Anxiety is a bit of a Taboo subject, so I thought I would share my own experiences in case others struggle with anxiety as well. I don’t recall being anxious until after I was diagnosed with Celiac in my 40s, but it is possible that my early hyper-productiveness was hidden anxiety. When I was in my 20s and 30s, I’d hop out of bed the moment my eyes opened at 5 a.m. and start being productive. My now Ex-husband eventually got so annoyed with me, he hung a series of beautiful wind chimes outside our bedroom window to get me to chill in bed. My task in the morning was to listen to those chimes, rather than sprinting out of bed to “do things.” So maybe I was anxious but didn’t frame it that way.
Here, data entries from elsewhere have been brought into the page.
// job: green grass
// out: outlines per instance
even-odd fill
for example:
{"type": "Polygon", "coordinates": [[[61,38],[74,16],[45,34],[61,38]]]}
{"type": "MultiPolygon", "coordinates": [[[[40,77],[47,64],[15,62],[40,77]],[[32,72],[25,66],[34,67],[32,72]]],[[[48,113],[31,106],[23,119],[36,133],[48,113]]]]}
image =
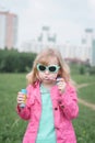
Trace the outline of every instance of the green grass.
{"type": "MultiPolygon", "coordinates": [[[[74,75],[78,84],[94,82],[95,76],[74,75]]],[[[27,122],[19,118],[15,111],[16,95],[25,88],[25,74],[0,74],[0,143],[21,143],[27,122]]],[[[95,84],[79,89],[79,97],[95,103],[95,84]]],[[[95,142],[95,111],[82,105],[79,118],[73,120],[78,143],[95,142]]]]}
It is possible that after I stopped eating gluten, my body started to unpack (literally and figuratively), so that I could start feeling my anxiety. My entire life I’ve had issues with certain foods, but not feeling well became background noise for me. I’ve never been one to take drugs, except in dire circumstances, so once I realized I was anxious, I tried to discover and resolve the underlying cause. When I started having panic attacks (I was positive I was dying), I went to see a Rolfer, which is a type of body worker. I am a firm believer that we hold our emotions, particularly tough emotions like fear, grief, sadness, in our bodies. They say (those that hold this view) that the pain in your elbow could be your grief over losing your Aunt Mathilda so to speak. With regular sessions with the Rolfer, my panic attacks stopped (and I released old emotions.) But as the years went on, I began to realize that I was still anxious. In the early years of starting the bakery, I had a lot to be anxious about, so it didn’t occur to me that maybe I was suffering from “anxiety.” But one day, when I was on vacation (with nothing to be anxious about), I realized I awoke anxious. Knowing I had nothing to be anxious about, I quietly centered myself and could feel the anxiety was emanating from my body, not my mind.
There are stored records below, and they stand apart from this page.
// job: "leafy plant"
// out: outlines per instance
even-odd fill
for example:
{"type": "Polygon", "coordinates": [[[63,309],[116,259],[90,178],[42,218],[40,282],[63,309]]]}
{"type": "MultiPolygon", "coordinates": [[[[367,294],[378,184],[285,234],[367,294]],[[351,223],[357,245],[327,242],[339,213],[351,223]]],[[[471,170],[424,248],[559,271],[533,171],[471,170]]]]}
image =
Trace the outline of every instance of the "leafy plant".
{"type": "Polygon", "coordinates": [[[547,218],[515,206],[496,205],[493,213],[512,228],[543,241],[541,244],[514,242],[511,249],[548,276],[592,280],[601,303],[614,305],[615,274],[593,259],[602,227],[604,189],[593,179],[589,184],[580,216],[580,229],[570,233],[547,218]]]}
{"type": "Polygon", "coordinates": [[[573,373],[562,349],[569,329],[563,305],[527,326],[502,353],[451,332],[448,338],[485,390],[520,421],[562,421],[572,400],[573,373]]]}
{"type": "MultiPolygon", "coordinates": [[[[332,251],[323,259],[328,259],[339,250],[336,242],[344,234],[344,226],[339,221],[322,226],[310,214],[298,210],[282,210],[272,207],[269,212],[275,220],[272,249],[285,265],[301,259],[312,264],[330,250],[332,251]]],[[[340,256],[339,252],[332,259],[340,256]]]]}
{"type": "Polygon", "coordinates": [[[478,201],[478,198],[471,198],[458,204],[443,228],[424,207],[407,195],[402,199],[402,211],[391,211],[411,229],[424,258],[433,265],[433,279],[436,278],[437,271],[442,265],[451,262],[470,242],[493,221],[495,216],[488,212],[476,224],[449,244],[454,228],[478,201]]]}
That first awareness was eye-opening. It was the first time I considered that anxiety could be physically based, rather than mentally based. I have a mediation practice so I know what quiet mind is, and what I was experiencing was a quiet mind with an anxious body! And I realized that my anxiety usually starts in the body, and then my mind grabs on to something to be anxious about!
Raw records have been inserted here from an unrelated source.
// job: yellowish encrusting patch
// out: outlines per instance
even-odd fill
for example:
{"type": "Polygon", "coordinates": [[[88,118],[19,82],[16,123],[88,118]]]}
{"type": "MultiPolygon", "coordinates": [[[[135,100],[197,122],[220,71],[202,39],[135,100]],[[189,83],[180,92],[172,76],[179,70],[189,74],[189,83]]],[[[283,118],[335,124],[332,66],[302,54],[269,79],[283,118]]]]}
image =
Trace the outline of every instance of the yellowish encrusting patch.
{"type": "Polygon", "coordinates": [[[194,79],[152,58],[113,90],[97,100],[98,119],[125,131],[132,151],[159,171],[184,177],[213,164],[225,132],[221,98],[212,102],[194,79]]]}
At first I didn’t know what was causing this body centered anxiety, but eventually I began to keep a food diary and realized certain foods were causing my anxiety. When I avoided those foods, my body and mind were peaceful, even when I had real things to be anxious about! If I slipped up, and ate chocolate for instance, the anxiety would creep back in. So for the most part, I am able to eliminate my anxiety with diet. Every once in a while, however, when I only cheat a tiny bit (I love chocolate!) I will wake up (or toss and turn) with full blown anxiety. In those instances, I quiet my mind and I find where in my body there is a strong sensation. Usually for me it is a shaking of muscles or tendons in a particular place in my body. I have found that if I rest my mind on the strong sensation, eventually I will feel relief, (and a zipping feeling through my gut and stomach). Something lets go in my body, a memory or emotion comes up, and if I allow it to flow into my consciousness, my body anxiety recedes. I have my own theories, based on my own personal experiences, why this happens. One is our gut flora is affected by food and emotions, and the gut, as science is beginning to understand, is the second brain. But there could be other explanations as well. If you have anxiety, I would strongly encourage you to start a meditation practice and a food journal. Discover what your body is trying to tell you. Read up on the role the gut plays in terms of mind and emotions. Know what foods work for you and which don’t. Those of us with food sensitivities are canaries in the coal mine.